My take is that the web could feel warmer and more lively than it is. Visiting a webpage could feel a little more like visiting a park and watching the world go by. Visiting my homepage could feel just a tiny bit like stopping by my home.Webb, M. (2020). Social attention: a modest prototype in shared presence.
I like the idea behind this very simple prototype on Matt Webb’s site; it’s basically a way to see if anyone else is looking at the same page at the same time as you. It’s different to annotation and comments; you can’t interact with the other visitor in any way, other than seeing that they’re there and if they’re highlighting any text. It also feels more qualitative, by which I mean that there’s a subjective experiential feeling knowing that someone else is here. It conveys a sense of shared presence that you don’t get with most of the asynchronous interaction tools currently available.

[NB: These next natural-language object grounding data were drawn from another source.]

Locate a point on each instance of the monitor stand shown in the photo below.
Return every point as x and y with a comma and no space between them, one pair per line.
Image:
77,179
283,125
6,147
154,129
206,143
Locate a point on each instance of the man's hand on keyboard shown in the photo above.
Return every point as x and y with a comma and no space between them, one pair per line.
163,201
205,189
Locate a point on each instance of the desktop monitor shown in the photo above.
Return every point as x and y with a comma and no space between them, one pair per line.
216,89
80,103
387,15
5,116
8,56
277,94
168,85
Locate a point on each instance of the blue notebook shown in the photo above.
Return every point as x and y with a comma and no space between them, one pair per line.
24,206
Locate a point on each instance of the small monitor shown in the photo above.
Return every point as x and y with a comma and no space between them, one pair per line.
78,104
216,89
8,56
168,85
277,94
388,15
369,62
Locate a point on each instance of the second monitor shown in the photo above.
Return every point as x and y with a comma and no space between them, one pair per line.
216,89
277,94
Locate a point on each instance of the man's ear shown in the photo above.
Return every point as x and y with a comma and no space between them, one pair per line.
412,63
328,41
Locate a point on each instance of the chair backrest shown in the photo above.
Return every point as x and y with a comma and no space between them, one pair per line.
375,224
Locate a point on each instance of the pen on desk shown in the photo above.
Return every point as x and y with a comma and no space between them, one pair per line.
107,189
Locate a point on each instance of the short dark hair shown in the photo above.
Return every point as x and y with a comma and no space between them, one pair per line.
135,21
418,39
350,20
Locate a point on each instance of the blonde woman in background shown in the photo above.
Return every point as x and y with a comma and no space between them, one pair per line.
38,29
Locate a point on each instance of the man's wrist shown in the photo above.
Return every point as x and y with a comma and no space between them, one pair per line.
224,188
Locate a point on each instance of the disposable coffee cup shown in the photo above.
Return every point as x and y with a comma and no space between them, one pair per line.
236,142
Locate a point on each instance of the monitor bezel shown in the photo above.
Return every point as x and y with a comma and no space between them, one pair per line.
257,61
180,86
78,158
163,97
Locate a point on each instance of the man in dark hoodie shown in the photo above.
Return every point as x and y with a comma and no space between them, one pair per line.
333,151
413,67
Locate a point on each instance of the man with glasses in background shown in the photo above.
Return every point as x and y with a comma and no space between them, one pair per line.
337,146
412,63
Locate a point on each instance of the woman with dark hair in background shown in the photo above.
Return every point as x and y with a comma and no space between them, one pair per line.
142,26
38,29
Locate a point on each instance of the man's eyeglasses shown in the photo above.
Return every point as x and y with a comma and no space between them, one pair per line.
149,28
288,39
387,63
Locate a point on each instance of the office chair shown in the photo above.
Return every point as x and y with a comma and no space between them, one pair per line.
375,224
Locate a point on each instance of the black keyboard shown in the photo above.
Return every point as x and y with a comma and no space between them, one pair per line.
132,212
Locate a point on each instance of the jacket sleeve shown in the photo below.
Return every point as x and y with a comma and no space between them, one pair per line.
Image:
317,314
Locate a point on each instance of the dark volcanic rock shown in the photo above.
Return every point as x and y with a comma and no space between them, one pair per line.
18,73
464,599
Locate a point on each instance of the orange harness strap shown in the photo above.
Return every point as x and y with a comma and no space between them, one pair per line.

Anonymous shared attention is a nod towards a web which is social in the sense of “being together” but not social in the sense of “collaboration” or “media.”
But more than what the technology currently allows, I appreciated the idea behind what Matt is trying to do. It reminded me of a conversation I was having with Ben earlier this year when we were bouncing around some ideas of what we might do with the In Beta website. Here’s an excerpt from the notes I took after that meeting:
…instead of arriving on the home page to be greeted with a menu of types of content you can select from (podcast, newsletter, project), it’s more like dropping in halfway through a conversation between friends. Where you can join in and add something. Or not. Maybe you just want to listen in. What might that look like? What technology might facilitate that? Where the formal knowledge claims of how the world works can live alongside the graffiti, the sticky note, the silent reflection, and the primal scream?
I have no idea how such a webpage might work, or even if it’s possible. But I do know that it’s an online space that I’d like to visit and spent time in.